Sunday, December 03, 2006

Losing Eat

I was struck by a viral infection that rendered me housebound for the better part of November, with only enough energy to sleep a lot and eat a little. I'll say that again. Eat A LITTLE. Up to now, I still can't quite believe that I went through a period of time not feeling like eating. Not wanting food, or needing it, or loving it, or having any kind of emotion about it. This, to state the obvious (something that I like to do every now and then), was uncharacteristic of me. It had never happened, in fact. I've felt worse in the past and have actually been sick with gastroenteritis (which I believe is God's punishment for eating indiscriminately). But even during that hellish period of alternating nausea and diarrhea punctuated by 3 needle shots, I still found in me the will to eat. For about one week last month, I lost it. I lost the will to eat.

This is how it happened. My loving, generous mother came home from Hong Kong bearing the gift of Zhen de Shou, a Chinese herbal supplement that purportedly helps one lose weight. My mom, bless her, had taken it upon herself to help us, her three daughters, lose weight. Not that we were begging for help. In fact, not that we were trying to lose weight either. Well, maybe my two sisters. Kinda. It's just that my mother is one of those people who believe that people are more beautiful when they're not fat. She thinks we're beautiful, yes. But I think she believes that we'd be downright ravishing if only we lost a bit of weight (in my case, a LOT of weight). I don't have the heart to tell her that being downright ravishing requires not just a certain weight but also a certain mien, an oomph that not everyone who's beautiful and thin may have. (Case in point, Lani Mercado, objectively a beautiful woman but, also objectively, about as 3D, sexy, and ravishing as a thumb tack). I just don't have that oomph. Maybe my sisters. But me? Not so much.
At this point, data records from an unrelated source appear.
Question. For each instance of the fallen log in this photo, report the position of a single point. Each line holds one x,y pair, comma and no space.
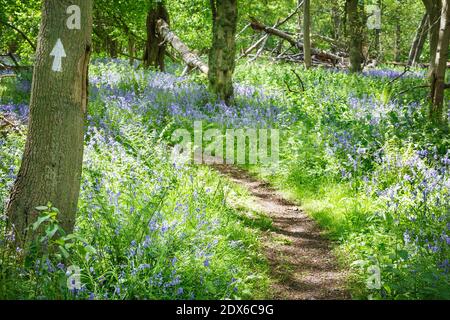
321,55
190,58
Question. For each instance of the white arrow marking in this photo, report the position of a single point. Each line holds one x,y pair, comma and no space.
74,21
59,53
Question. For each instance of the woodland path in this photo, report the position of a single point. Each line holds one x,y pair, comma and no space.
302,263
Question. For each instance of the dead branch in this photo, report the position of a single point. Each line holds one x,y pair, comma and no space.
188,57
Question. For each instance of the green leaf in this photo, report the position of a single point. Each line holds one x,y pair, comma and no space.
40,221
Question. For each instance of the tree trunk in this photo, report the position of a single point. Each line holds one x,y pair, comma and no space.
155,49
112,47
258,26
356,35
336,20
418,42
307,34
52,161
398,45
437,77
188,57
222,54
131,50
299,21
433,8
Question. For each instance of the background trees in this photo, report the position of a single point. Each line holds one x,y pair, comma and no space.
223,51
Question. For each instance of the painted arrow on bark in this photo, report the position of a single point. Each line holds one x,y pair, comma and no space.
58,53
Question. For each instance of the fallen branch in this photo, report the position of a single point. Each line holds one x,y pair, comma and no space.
321,55
299,79
416,87
407,69
188,57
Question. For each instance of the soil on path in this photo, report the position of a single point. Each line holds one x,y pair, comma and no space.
302,263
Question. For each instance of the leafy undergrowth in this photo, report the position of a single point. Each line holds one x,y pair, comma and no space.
363,160
357,153
147,228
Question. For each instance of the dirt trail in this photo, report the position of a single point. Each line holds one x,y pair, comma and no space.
301,260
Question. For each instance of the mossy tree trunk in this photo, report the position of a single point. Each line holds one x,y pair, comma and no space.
52,160
307,33
355,30
419,41
155,49
438,68
223,50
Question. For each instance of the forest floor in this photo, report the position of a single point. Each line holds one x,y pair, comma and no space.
302,263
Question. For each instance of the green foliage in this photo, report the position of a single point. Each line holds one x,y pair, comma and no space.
371,171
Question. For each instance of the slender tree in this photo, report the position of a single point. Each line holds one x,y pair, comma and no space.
419,41
223,50
52,161
307,33
155,49
437,75
355,20
433,8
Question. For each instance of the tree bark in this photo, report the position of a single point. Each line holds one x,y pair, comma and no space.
398,46
437,77
258,26
336,20
223,51
356,35
433,8
52,160
155,49
188,57
419,41
307,34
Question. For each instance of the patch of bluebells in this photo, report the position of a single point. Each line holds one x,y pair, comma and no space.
144,229
163,96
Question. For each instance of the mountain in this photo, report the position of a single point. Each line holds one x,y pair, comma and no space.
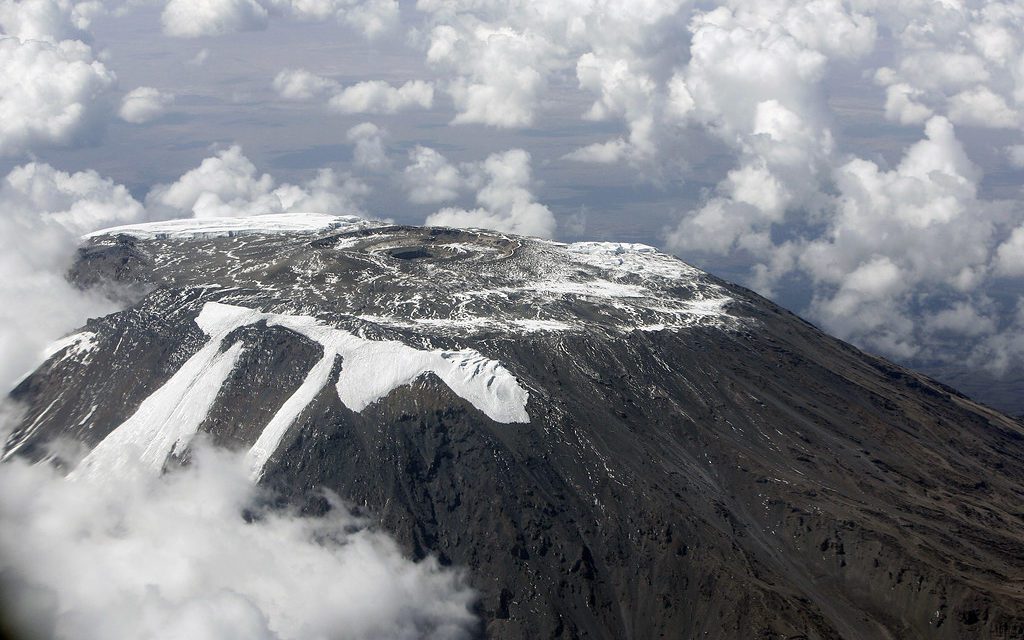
613,443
But when your mother brings home a month's worth of herbal supplements that cost quite a bit of money, you do not say no. You do not go into a pseudo-feminist rant about restrictive standards of beauty. Instead, you say, "Ok. Thanks, Mama. Love you. This doesn't have side effects naman, di ba?" And even though you rarely pray these days, you say a quick but heartfelt prayer that this works. If not for you, then for your mom. Who's obviously desperate about YOUR weight.

So I took them pills for three days. And on the 3rd day, God created Bochog's Loss of Appetite, a state or condition characterised by a lassitude that cannot be accounted for by a simple viral infection. Such lassitude includes an alarming apathy towards food and a similar disinterest in any kind of activity that constitutes the concept of LIVING. I did not feel like moving, dreaming, thinking, eating. I did not feel like doing anything.

The Loss of Appetite terrified me and prompted me to quit taking the pills and go to the hospital. The doctors at the hospital thought it was just another symptom of the viral infection. But when I asked my sisters, they said they were also feeling the same inertia. Mine was just worse because I was already sick with the viral thingy (I just didn't know it). I think also that my experience was worse because you do not go from thinking the world of food to not having any kind of thought or feeling about it in zero seconds flat. That just doesn't happen. Needless to say, my sisters quit too. And Ate My urged Mama to stop taking the pills. Turns out, Mama was feeling those things too. Except she was attributing them to high BP. When Ate My told her what happened, she realized it was those bleeding Zhen de Shou supplements. They make you lose weight, all right. They do it by making you lose your joie de vivre and turning you into a zombie. Or an anorexic trapped in the body of a fat girl. To which I say, no thanks. I'd rather be fat, passably pretty, and happy. I don't need to be thin and drop dead gorgeous.

So now we have around a dozen unopened boxes of those blasted pills. I'm not even going to give them to anyone. They're horrible. My sisters and I have never been so happy about quitting anything. Quitting those pills was like quitting sadness. And I'll always quit that.